Mudanças na Previdência ficam em compasso de espera por TSE, diz o Valor

A crise política fez ganharem força movimentos para desidratar a reforma da Previdência, mas, por enquanto, há grande convergência de análises no Congresso e no governo de que antes do dia 10 a reforma não deve andar. O julgamento do Tribunal Superior Eleitoral (TSE), que na próxima semana pode decidir sobre a cassação do presidente Michel Temer, deve ser o referencial para a evolução do assunto na Câmara dos Deputados.

As negociações, que avançavam a passos largos até a delação premiada dos donos e lobistas da JBS contra o presidente e aliados, estão praticamente paralisadas desde então. Fonte com trânsito na equipe econômica reconheceu hoje não dá para negociar, pois o governo está enfraquecido. “Não é o momento. Não faz sentido fazer isso”, afirmou.

Nos bastidores da Esplanada, circula a estratégia de que, se o julgamento do TSE for adiado por pedido de vista, o governo deve tentar votar em primeiro turno a reforma ainda em junho, para mostrar força política e garantir a permanência de Temer. A avaliação é de que algumas negociações paralelas, a liberação de recursos para a safra agrícola e um Banco Nacional de Desenvolvimento Econômico e Social (BNDES) menos defensivo, podem dar uma chance de vitória.

Os movimentos no Congresso, contudo, são em direção contrária. A percepção no plenário da Câmara é que, se antes o governo tinha força para passar propostas mais polêmicas, como mudanças em aposentadorias especiais e em benefícios assistenciais para idosos e pessoas com deficiência, agora será preciso fazer a reforma “possível”, com a aprovação de uma idade mínima para aposentadoria ou regras para acabar com “privilégios” do funcionalismo público, o que teria mais apoio popular.

Para o deputado Sergio Souza (PMDB-PR), se a Câmara “melhorar” a proposta em alguns pontos, dá para avançar. “Não vai conseguir levar em frente tudo que está no parecer, mas se fixar algumas coisas mais básicas, como a idade mínima, teria condições de ganhar o apoio da maioria e o governo sair como vitorioso”, disse.

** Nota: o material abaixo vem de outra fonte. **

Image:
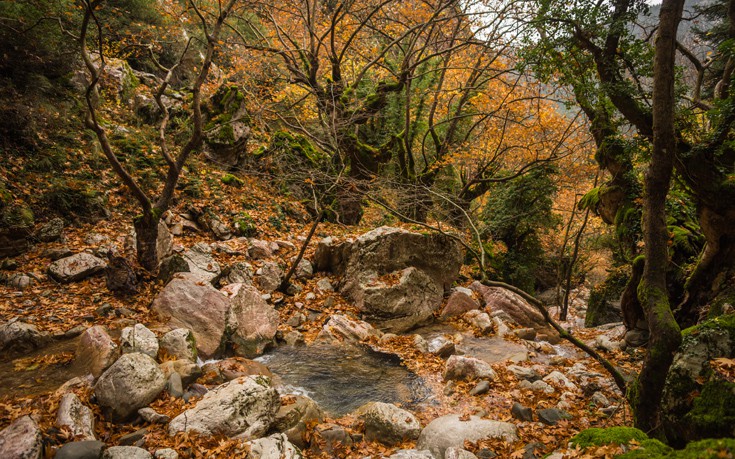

Esses movimentos para “desidratar” a PEC tem pouco de novo e já ocorriam com a falta de votos do governo, que reconhecia não possuir apoio suficiente na Câmara para aprovar o texto, que exige o voto favorável de 308 dos 512 deputados que votam. Os principais articuladores do governo, contudo, têm rejeitado essa proposta por enquanto e esperam o quadro ficar um pouco mais claro para decidirem o que fazer.

O presidente da Câmara, Rodrigo Maia (DEM-RJ), que logo depois das delações defendeu que a PEC fosse votada no dia 12, agora já afirma que será pautada ainda no primeiro semestre e que é preciso ver a “melhor data”. O presidente da comissão que analisou a reforma, deputado Carlos Marun (PMDB-MS), reforça que a meta, agora, é concluir a análise pela Câmara até julho.

“O problema que tínhamos antes continuamos tendo: faltam votos. Mas não acho que houve aumento na rejeição, perdemos os votos que não tínhamos [de indecisos]”, disse Marun. “As posições de colegas que defendem reforma mais enxuta são respeitáveis, mas não ouvi de ninguém do governo trabalhar com essa hipótese”, afirmou.

Na área econômica, há consciência de que a crise política que engolfou o governo Temer vai fazer a reforma custar mais caro, em especial em medidas fora do escopo da Previdência, como já tem acontecido nas negociações paralelas de Refis e outras benesses a bancadas, como a ruralista.

De qualquer forma, a equipe econômica segue rejeitando as hipóteses de planos alternativos à PEC aprovada na comissão especial da reforma da Previdência, como a edição de medidas provisórias (MP) para reduzir custos pontuais e deixar o grosso do projeto para 2019. A avaliação é que ainda há chance de vitória se o governo superar o elevado nível de turbulência política.